I learn from another source that Archibald McClure, before emigrating to America, resided in or near Belfast. There is a family tradition that his ancestors in Scotland, during the persecution of the Covenanters, were once hidden under a load of hay, into which the soldiers thrust their weapons, but without doing injury to those concealed. See page 13.

There is a village near the Delaware River in Broome County, N. Y., called McClure Settlement, probably of the Pennsylvania family. There are a number of McClures in New York City, among them a prominent law firm, David and John McClure.

Samuel Sidney McClure, founder of McClure's Magazine, was born at Drumaglea, County Antrim, Ireland, Feb. 17, 1857. He states in his Autobiogrophy (1913) that his family came to Ireland from Galloway, Scotland, about two hundred years ago. It is stated elsewhere that his remote ancestor was Daniel McLewer, supposedly descended from the Huguenot family of De la Charois, of noble French extraction which claims descent from John, Duke of Gascony. This Daniel may be the same Daniel McLewer who was an Elder attending Templepatrick Presbytery, Ulster, 1738.
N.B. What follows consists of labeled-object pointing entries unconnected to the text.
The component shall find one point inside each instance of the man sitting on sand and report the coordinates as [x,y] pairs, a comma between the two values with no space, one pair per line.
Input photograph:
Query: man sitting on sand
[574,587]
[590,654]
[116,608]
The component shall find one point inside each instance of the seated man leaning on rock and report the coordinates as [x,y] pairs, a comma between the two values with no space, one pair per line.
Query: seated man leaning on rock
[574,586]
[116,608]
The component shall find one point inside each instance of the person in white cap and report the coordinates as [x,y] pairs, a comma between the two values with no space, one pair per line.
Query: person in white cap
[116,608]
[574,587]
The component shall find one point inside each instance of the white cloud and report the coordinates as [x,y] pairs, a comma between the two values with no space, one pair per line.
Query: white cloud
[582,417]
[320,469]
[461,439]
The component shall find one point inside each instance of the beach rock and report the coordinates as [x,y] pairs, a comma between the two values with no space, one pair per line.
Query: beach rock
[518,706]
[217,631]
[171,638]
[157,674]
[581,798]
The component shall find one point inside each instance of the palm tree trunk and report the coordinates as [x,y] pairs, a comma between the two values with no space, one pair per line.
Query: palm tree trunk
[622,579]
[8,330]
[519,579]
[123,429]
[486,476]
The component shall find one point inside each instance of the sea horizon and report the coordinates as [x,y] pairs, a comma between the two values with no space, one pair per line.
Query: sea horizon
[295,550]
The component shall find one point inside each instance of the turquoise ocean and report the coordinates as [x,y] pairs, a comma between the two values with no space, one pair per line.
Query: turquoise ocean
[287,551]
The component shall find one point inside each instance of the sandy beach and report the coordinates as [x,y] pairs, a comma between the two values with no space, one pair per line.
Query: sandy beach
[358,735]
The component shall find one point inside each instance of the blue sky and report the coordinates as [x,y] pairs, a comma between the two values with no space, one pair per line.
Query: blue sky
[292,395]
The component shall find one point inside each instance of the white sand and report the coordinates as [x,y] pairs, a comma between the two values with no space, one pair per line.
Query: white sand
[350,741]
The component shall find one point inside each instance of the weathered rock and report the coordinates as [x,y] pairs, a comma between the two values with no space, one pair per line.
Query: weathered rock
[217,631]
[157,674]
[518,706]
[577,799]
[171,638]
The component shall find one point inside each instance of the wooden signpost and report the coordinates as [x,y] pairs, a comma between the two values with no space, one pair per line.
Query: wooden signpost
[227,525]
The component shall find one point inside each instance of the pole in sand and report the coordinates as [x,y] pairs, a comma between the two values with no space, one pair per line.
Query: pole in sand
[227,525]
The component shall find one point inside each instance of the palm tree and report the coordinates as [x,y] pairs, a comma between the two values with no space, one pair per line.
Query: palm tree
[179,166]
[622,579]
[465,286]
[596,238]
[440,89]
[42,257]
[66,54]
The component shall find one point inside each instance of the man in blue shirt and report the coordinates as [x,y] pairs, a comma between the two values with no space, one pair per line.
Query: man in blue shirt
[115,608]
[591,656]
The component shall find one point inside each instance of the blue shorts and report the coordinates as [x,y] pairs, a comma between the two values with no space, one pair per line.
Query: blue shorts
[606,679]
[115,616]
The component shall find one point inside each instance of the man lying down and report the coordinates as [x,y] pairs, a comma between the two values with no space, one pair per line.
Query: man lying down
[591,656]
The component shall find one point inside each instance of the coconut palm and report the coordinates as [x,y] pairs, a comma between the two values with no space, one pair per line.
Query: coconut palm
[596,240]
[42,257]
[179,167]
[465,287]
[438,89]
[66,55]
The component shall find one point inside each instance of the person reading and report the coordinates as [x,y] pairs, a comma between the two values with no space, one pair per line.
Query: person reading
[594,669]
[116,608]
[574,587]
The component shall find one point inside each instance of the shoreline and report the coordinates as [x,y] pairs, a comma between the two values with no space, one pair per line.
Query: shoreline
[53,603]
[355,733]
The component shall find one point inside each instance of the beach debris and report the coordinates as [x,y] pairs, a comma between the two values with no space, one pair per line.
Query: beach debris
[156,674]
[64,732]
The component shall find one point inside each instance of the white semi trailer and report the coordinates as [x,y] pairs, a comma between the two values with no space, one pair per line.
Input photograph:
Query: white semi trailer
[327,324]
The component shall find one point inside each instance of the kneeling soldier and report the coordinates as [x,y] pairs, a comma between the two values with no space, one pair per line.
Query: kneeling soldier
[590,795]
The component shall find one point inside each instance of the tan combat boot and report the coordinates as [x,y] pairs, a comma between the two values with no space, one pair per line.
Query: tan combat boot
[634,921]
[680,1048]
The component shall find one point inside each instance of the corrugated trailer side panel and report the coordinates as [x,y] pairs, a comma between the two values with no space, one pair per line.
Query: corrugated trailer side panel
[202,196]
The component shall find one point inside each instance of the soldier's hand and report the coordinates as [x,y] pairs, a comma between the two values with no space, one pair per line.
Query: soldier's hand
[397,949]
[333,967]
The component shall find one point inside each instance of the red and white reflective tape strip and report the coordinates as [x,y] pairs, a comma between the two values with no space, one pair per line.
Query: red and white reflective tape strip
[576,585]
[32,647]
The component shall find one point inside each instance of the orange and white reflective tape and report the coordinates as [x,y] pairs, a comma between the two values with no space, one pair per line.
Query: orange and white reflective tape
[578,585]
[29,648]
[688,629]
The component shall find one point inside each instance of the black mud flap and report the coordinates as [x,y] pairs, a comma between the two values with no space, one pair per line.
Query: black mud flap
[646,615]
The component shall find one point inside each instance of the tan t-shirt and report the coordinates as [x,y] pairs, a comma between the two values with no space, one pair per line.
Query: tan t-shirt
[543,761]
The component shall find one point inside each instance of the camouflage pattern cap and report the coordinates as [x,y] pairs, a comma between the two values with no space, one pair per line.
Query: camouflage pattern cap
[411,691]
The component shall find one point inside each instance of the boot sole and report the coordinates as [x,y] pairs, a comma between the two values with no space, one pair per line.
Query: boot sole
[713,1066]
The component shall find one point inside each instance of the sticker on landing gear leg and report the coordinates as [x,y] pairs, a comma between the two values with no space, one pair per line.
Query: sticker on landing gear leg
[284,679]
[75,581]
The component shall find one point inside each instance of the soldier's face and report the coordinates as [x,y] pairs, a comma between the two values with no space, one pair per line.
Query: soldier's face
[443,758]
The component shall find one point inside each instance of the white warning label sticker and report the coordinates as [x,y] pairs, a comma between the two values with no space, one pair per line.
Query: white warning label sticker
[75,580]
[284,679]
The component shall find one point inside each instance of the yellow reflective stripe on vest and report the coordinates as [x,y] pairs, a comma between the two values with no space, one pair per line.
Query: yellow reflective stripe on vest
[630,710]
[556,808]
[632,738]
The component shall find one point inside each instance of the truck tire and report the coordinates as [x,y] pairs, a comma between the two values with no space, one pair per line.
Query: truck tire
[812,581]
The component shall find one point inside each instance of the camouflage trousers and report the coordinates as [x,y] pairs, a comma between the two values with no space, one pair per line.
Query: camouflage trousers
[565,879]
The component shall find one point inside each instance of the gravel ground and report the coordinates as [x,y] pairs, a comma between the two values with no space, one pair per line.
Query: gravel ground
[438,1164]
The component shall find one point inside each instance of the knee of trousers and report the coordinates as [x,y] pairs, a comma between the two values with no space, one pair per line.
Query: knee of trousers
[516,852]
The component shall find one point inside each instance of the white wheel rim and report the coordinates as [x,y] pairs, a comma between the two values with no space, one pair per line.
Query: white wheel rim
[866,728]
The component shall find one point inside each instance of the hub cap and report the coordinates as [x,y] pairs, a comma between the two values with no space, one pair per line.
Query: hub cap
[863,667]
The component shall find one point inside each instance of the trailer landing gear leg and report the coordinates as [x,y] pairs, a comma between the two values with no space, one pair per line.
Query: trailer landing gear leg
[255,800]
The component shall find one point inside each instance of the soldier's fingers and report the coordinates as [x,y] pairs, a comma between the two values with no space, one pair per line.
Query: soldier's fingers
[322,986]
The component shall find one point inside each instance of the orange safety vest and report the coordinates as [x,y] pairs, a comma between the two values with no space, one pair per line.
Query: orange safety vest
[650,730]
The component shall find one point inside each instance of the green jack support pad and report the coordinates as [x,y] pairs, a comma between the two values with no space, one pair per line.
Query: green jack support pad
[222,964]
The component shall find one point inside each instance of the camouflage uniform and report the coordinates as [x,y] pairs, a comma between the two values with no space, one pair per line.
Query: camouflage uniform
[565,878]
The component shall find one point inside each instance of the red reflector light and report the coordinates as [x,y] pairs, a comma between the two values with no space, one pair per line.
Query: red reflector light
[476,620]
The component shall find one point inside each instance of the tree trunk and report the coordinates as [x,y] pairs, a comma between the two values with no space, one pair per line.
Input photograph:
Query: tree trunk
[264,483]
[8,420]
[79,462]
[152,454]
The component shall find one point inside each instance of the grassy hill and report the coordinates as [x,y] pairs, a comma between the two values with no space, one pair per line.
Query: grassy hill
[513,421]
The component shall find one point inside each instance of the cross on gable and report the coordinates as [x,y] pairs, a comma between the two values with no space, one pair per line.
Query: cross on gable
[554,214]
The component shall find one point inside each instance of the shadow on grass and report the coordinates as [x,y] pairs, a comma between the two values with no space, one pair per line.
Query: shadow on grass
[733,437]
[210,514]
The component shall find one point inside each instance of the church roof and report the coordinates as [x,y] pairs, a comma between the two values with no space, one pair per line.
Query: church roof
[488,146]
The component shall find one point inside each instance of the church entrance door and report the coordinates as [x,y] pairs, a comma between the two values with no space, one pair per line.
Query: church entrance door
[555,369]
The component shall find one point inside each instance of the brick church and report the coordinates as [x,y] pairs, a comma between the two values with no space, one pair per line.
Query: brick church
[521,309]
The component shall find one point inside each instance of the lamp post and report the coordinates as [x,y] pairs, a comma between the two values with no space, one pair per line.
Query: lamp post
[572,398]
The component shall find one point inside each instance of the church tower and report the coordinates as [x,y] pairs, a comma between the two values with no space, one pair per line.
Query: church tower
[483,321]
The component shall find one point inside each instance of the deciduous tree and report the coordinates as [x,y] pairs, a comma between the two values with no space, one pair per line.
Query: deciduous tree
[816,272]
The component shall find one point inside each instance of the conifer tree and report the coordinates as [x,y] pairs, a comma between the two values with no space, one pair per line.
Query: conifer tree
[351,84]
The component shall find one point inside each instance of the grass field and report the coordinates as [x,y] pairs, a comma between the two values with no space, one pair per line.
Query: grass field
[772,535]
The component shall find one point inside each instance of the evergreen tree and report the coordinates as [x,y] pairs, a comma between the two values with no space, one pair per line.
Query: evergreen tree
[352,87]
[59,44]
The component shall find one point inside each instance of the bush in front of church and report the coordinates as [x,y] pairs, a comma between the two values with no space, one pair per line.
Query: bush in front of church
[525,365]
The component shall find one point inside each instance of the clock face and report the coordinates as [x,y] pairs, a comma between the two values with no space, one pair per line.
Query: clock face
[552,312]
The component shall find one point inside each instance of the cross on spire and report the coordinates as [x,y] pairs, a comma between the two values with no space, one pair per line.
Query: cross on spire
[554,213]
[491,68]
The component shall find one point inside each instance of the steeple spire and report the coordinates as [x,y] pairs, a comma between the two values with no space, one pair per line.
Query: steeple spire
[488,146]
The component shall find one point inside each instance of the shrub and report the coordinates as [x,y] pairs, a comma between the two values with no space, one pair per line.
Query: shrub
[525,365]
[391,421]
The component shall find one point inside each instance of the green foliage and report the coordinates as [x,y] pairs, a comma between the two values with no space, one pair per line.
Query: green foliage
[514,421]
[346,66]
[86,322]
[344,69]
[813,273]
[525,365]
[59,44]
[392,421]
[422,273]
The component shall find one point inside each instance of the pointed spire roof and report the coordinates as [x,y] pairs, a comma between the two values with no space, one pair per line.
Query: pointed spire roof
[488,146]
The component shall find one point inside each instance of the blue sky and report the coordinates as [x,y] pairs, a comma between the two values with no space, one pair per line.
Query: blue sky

His mother, Elizabeth Gaston, descended from a French Huguenot family that came to Ireland after the revocation of the Edict of Nantes. Mary Gaston, the mother of Dr. William McClure, who died at New Bern, N. C, 1804, doubtless belonged to this same stock.

S. S. McClure, speaking of his grandfather, Samuel McClure, said: "He was a man so constituted that he not only would not yield in opinion—he could not. I believe before changing his mind on a point on which he had determined, he might have been tied to the ground and cut to pieces inch by inch."

Rev. William Ramsey, in his letter published in the Autobiography, says of William McClure, brother of Samuel, "There are no doubt many of his equals in honesty and principal, but none could exceed him or his family, or indeed any of the McClures. He is often in my mind, not only as a devoted Christian, but as so upright in word and deed that, when I lost him I knew of none to fill his place in my heart."

Samuel McClure had seven sons, among them Thomas McClure (1832-1860). His widow, Elizabeth (Gaston) McClure, with her four sons, Samuel, b. 1857, John, b. 1858, Thomas, b. 1860, and Robert B., came to America, settling in Indiana, 1866. Robert B. McClure died at Yonkers, N. Y., May 30, 1914.

Mr. Hugh S. McClure, with the American Exchange National Bank, New York, belongs to a family that lived at Dernock, near Bollymoney County, Antrim. His father, Rev. Samuel McClure, ministered at Cross-roads, near Londonderry, where he died 1874. Has a brother, Rev. John J. McClure, D. D., Capetown, South Africa.